Now that it is in place, let us give the new system a try instead of being so negative at the start.

Hopefully with more specialists trained, this will help to bring down the costs of healthcare so that our fellow citizens will not fear falling sick in future.

Currently, many Singaporeans are more afraid of falling sick than dying in Singapore.
With more supply of specialists, this will achieve the ideal situation of Singapore having the cheapest and best healthcare in the world!

gigamole said...

"Now that it is in place, let us give the new system a try instead of being so negative at the start."

We should of course do our best to try and make it work.
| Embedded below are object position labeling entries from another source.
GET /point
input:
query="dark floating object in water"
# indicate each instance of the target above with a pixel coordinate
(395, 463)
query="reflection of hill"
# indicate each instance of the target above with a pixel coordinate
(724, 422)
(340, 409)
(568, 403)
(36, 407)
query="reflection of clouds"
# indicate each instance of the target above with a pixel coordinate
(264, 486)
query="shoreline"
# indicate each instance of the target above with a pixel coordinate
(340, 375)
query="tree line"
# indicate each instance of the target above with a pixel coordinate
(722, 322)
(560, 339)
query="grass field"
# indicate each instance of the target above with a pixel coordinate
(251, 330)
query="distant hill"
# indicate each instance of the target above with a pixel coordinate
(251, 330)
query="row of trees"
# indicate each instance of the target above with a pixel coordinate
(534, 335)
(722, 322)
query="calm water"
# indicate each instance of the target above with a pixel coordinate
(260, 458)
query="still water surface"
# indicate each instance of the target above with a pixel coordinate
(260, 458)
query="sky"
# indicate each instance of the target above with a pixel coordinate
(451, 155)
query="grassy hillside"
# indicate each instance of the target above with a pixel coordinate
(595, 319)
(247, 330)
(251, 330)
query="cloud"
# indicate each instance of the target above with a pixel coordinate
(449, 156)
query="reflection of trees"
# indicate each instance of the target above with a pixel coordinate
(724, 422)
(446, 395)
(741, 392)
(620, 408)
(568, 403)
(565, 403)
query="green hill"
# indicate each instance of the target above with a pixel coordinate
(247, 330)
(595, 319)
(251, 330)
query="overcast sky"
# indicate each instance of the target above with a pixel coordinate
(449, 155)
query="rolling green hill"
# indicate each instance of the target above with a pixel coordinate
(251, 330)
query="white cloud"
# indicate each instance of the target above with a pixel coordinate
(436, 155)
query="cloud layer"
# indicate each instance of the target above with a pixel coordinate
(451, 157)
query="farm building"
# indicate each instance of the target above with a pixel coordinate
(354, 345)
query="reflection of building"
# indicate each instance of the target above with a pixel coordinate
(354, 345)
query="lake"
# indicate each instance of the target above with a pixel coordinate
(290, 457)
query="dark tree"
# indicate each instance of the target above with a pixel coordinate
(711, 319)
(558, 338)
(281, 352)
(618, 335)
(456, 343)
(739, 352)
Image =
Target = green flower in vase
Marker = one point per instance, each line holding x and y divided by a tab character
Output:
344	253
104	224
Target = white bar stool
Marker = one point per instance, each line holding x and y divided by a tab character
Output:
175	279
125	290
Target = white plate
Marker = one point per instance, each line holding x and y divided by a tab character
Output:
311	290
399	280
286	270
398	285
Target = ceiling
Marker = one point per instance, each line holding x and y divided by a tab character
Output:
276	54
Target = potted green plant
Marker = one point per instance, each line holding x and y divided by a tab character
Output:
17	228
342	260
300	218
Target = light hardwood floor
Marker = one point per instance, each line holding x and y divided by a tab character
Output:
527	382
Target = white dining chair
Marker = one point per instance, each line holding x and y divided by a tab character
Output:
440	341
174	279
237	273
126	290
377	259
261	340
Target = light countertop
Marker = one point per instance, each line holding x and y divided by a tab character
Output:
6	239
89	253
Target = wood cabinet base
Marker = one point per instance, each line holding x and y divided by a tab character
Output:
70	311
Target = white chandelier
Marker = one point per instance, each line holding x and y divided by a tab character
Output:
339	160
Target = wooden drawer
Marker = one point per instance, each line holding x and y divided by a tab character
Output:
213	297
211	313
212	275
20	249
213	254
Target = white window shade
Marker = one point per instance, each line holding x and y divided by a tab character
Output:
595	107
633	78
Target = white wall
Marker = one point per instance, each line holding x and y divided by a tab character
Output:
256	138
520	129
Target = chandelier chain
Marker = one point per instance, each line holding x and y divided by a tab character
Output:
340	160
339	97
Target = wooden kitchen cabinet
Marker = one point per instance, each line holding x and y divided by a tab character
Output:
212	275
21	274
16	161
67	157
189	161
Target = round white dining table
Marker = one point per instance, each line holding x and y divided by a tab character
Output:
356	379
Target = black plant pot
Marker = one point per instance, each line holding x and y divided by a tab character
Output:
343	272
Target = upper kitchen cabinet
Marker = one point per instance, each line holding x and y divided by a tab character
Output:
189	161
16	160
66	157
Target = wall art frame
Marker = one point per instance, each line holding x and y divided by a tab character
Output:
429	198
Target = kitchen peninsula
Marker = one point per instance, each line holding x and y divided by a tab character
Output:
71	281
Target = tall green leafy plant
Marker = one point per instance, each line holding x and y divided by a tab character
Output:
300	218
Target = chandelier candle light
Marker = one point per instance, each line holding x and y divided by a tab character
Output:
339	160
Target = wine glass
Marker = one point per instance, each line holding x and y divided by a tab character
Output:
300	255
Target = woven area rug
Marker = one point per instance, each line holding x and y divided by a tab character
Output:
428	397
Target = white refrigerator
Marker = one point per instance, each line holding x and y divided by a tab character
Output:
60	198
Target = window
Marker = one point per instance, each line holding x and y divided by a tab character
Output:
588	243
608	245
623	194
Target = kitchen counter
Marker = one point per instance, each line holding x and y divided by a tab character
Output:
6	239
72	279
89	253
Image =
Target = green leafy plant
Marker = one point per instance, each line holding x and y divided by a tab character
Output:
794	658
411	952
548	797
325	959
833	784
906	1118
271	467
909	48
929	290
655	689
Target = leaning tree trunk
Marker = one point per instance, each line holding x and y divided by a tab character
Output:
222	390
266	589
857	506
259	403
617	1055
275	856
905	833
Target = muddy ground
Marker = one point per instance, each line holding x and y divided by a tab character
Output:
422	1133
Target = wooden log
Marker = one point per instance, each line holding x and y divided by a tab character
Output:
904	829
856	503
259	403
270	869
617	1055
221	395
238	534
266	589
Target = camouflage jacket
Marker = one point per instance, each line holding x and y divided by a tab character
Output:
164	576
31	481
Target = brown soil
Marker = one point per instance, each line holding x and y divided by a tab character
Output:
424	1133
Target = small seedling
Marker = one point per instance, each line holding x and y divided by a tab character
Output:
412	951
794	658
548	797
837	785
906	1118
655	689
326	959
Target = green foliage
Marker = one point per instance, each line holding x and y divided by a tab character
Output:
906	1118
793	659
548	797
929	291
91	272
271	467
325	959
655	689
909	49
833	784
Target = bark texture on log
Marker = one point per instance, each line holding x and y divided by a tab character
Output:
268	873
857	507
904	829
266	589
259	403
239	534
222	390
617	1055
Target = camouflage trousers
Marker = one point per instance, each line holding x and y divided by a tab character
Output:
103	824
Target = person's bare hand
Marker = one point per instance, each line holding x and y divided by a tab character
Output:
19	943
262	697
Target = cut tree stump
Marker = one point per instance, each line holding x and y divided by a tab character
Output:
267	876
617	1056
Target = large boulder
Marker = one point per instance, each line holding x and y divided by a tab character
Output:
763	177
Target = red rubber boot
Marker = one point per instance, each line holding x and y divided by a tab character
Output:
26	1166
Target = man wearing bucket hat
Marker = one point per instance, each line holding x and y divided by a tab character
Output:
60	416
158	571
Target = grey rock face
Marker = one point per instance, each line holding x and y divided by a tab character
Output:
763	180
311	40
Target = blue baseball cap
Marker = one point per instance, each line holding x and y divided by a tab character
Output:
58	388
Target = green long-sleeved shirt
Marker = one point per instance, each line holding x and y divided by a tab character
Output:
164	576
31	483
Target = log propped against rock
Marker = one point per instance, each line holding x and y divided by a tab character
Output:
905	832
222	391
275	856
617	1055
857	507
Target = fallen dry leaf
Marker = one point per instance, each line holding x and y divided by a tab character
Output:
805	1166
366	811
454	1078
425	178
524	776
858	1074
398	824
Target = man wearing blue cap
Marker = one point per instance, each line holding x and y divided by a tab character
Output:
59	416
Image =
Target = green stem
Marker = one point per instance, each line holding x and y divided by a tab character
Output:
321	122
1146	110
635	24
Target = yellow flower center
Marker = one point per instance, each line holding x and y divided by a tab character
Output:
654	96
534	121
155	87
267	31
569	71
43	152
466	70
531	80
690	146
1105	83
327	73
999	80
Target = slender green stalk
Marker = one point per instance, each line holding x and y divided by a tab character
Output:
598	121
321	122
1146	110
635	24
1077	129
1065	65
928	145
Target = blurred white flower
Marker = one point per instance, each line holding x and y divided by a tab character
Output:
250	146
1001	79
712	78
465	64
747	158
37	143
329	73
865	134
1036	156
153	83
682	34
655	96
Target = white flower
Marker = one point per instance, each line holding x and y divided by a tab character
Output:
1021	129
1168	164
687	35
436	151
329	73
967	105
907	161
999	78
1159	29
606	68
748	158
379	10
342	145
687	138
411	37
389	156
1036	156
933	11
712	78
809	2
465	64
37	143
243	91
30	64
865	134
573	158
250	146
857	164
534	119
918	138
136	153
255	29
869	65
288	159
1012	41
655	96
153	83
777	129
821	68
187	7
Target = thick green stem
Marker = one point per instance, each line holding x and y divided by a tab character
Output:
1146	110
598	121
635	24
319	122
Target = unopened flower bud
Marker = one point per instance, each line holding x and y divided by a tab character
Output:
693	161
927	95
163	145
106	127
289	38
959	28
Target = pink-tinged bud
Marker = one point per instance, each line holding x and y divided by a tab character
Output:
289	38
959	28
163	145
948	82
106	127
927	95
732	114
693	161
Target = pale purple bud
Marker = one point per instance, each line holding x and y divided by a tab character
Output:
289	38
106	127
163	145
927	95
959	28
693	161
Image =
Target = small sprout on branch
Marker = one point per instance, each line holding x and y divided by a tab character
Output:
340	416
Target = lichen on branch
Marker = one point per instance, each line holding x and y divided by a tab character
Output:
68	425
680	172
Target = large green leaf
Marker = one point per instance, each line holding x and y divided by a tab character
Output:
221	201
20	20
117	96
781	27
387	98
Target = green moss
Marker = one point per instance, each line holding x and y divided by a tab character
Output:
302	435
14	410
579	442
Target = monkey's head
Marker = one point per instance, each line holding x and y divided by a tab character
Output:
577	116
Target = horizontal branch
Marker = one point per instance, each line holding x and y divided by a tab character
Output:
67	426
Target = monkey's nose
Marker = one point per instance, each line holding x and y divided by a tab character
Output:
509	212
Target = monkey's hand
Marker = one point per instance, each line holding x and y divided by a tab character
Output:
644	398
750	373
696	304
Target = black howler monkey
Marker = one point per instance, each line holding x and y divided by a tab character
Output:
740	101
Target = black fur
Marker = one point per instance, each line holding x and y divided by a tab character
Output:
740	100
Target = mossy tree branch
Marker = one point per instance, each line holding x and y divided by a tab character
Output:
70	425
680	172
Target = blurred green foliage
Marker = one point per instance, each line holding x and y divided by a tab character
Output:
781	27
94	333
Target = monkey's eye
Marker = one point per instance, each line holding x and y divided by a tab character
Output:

My comments are not negative in the sense of undermining the process, but simply articulating the frustrations and apprehensions of the younger doctors and students who just cannot comprehend and are reluctant to buy into a programme that seems poorly thought out or planned for.

Why do we have a culture in Singapore of 'moving the goalposts' at the eleventh hour, as if we don't care about the people who are affected?

If the residency programme is so advantageous and desirable in terms of producing "cheapest and best healthcare in the world" (I don't necessarily agree with you that that's where we are heading) surely it deserves better planning and management than what appears to have been behind this last minute rush to implement?

Anonymous said...

Sorry, other Anon who is purportedly in hospital management, I cannot imagine how anyone (especially someone in hospital management) can believe that having more specialists will drive down healthcare costs.

The problem is rendered worse because with a 5-year program bent on generating more specialists (as opposed to generalists) with less broad-base experience, you will reduce the proportion of "gatekeepers" in the system.